# What are your favorite perches?



## Purdyburd (Jan 18, 2019)

Or should I say your budgie's favorite. I am slowly replacing the cage supplied dowels in Harry's house. I put a manzanita and bottlebrush perch in opposite corners and he spends most of his time migrating between the two for exercise. I just bought a couple of these..
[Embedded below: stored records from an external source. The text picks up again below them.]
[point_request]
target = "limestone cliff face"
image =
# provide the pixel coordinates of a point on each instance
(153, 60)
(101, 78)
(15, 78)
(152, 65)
https://www.amazon.com/JW-Pet-Compa...gateway&sprefix=jw+bird+perch,aps,425&sr=8-10

they are not natural but have varying diameter. After a day he still hasn't tried them yet. Has anyone tried these?


----------



## FaeryBee (May 9, 2011)

*The perches I recommend are:

Grapevine Perch:


Multi-Branch Perch:


Calcium Perch:


Comfy Clam Perch


Pedi-Perch:
​
These are all safe for your budgies, help to exercise their feet and legs, assist in preventing bumblefoot and are favorites of all my birds.*


----------



## RavensGryf (May 8, 2015)

I especially love multi-branch perches. Functional and they look great too. The ones I have are ribbonwood. The multi-branch Deborah posted above is Manzanita.


----------



## Goldenwing (Oct 4, 2017)

My bird has all but the calcium perch. She loves them. Her favorite one at a given time depends on how I arrange the cage.


----------



## sweettreat (Jan 3, 2014)

The Manzanita branches work for my birds.


----------